Wie funktioniert eigentlich

… die staatliche Parteienfinanzierung? Über  die staatliche Parteienfinanzierung wird immer mal wieder geredet und geschrieben. Manches ist richtig. Aber nicht alles.

Eigentlich ist hier alles ganz gut erklärt. Dennoch will ich den Versuch unternehmen die staatliche Parteienfinanzierung zu erklären 🙂

Die kürzeste Kurzfassung sieht so aus: Der Topf der staatlichen Parteienfinanzierung ist nicht unendlich, es gibt eine absolute Obergrenze. Nicht alle Parteien sind daran beteiligt, sondern nur diejenigen, die bei bei der letzten Bundestags- bzw. Europawahl mindestens 0,5% der Stimmen oder bei der jeweils letzten  Landtagswahl mindestens 1% der Stimmen erreicht haben. Die Parteien erhalten jeweils nur maximal soviel Geld, wie sie auch selbst an eigenen Einnahmen erzielen (relative Obergrenze).

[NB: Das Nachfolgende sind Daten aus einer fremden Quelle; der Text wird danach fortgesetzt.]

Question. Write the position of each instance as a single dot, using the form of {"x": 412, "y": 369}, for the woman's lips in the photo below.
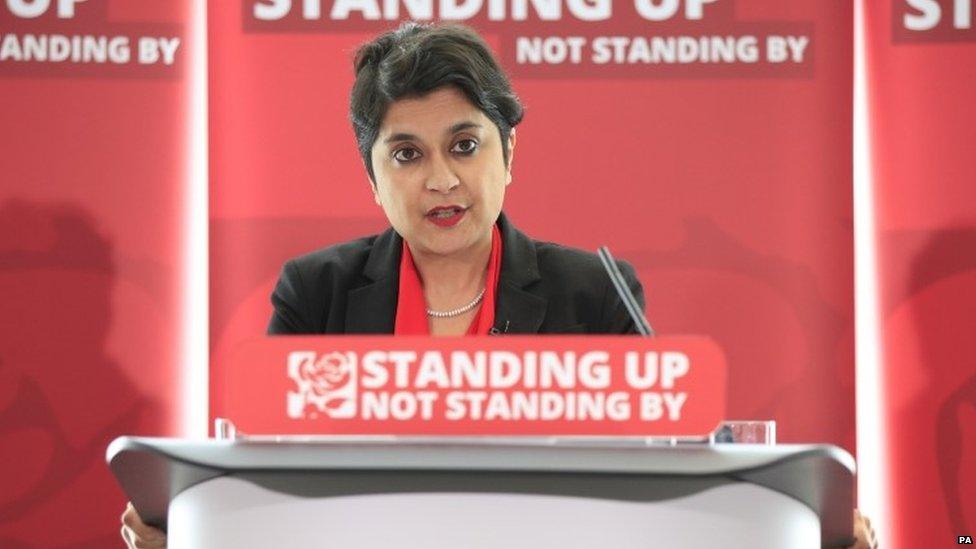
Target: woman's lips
{"x": 446, "y": 216}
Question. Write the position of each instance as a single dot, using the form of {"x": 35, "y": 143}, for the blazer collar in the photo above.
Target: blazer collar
{"x": 371, "y": 308}
{"x": 518, "y": 310}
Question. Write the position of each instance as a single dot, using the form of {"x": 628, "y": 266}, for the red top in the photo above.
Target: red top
{"x": 411, "y": 317}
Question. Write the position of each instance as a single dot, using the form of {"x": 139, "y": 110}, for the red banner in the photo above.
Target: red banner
{"x": 94, "y": 111}
{"x": 921, "y": 55}
{"x": 725, "y": 182}
{"x": 475, "y": 386}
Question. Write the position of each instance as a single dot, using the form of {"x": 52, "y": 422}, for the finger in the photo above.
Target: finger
{"x": 126, "y": 537}
{"x": 140, "y": 529}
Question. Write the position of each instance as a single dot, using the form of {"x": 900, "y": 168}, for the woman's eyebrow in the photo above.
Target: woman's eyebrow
{"x": 401, "y": 137}
{"x": 461, "y": 126}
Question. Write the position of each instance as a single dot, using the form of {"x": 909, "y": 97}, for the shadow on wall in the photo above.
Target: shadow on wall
{"x": 946, "y": 347}
{"x": 62, "y": 399}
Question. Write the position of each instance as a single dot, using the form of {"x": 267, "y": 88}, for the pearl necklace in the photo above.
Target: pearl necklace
{"x": 459, "y": 310}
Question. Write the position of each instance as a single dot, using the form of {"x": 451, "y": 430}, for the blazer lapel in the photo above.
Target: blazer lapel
{"x": 371, "y": 308}
{"x": 518, "y": 310}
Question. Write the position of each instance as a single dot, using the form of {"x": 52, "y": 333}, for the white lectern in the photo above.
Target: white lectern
{"x": 440, "y": 493}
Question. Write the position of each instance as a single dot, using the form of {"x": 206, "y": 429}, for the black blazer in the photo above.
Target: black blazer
{"x": 545, "y": 288}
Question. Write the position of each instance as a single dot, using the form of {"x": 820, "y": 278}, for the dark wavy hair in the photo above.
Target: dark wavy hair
{"x": 416, "y": 59}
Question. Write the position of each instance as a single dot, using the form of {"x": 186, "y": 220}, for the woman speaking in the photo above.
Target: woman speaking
{"x": 435, "y": 117}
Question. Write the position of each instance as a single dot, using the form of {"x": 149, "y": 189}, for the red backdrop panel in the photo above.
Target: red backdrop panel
{"x": 922, "y": 113}
{"x": 91, "y": 201}
{"x": 727, "y": 186}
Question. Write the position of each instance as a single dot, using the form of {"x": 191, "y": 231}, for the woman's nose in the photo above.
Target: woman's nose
{"x": 441, "y": 177}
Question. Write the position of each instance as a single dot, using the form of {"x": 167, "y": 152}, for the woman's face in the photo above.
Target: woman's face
{"x": 440, "y": 174}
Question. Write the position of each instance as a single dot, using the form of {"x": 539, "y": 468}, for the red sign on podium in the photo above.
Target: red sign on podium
{"x": 518, "y": 385}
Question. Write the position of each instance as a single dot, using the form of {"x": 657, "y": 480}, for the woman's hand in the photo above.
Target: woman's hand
{"x": 863, "y": 532}
{"x": 137, "y": 534}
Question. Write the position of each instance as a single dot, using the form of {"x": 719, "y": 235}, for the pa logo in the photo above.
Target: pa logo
{"x": 325, "y": 385}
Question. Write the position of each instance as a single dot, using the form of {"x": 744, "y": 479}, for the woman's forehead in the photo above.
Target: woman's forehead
{"x": 442, "y": 111}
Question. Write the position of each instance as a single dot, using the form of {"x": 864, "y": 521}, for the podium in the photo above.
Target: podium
{"x": 372, "y": 492}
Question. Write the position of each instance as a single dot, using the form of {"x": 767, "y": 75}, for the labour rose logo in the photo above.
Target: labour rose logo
{"x": 326, "y": 385}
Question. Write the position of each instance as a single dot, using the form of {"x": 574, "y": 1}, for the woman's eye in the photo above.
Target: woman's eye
{"x": 465, "y": 146}
{"x": 405, "y": 155}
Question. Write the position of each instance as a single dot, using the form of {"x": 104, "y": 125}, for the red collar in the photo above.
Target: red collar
{"x": 411, "y": 315}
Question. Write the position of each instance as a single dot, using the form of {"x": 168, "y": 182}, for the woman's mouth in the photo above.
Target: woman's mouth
{"x": 446, "y": 216}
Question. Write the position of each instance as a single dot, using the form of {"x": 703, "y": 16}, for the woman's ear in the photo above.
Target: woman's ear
{"x": 372, "y": 185}
{"x": 511, "y": 156}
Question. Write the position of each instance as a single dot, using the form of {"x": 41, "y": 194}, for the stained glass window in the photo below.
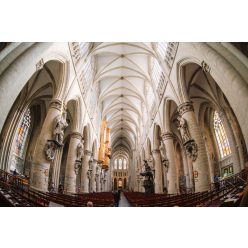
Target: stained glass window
{"x": 22, "y": 134}
{"x": 124, "y": 164}
{"x": 221, "y": 137}
{"x": 120, "y": 164}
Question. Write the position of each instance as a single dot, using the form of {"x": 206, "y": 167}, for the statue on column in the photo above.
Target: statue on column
{"x": 149, "y": 181}
{"x": 49, "y": 150}
{"x": 80, "y": 150}
{"x": 164, "y": 159}
{"x": 183, "y": 127}
{"x": 189, "y": 143}
{"x": 151, "y": 161}
{"x": 60, "y": 124}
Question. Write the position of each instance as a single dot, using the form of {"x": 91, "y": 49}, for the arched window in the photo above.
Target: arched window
{"x": 221, "y": 137}
{"x": 22, "y": 134}
{"x": 124, "y": 164}
{"x": 120, "y": 163}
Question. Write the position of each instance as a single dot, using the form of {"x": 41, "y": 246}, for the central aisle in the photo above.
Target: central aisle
{"x": 123, "y": 201}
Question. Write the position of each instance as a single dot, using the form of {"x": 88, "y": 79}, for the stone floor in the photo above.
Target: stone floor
{"x": 123, "y": 201}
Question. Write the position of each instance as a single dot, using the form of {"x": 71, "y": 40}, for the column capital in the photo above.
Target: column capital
{"x": 185, "y": 107}
{"x": 56, "y": 103}
{"x": 76, "y": 135}
{"x": 167, "y": 135}
{"x": 88, "y": 153}
{"x": 155, "y": 151}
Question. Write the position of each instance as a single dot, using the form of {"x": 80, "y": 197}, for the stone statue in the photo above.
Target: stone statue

Etwas länger sieht das dann so aus: Erstens gibt es die absolute Obergrenze der an die Parteien zu gebenden Gelder. Im Jahr 2013 (sorry, ich muss immer auf 2013 zurückgreifen um die staatliche Parteienfinanzierung zu erklären, weil die Daten für 2014 noch nicht vorliegen) waren dies 154.117.600 Euro. Mehr war und ist im Jahr 2013 nicht zu verteilen gewesen. Die sog. absolute Obergrenze und ihre Erhöhung sind in § 18 Abs. 2 Parteiengesetz geregelt.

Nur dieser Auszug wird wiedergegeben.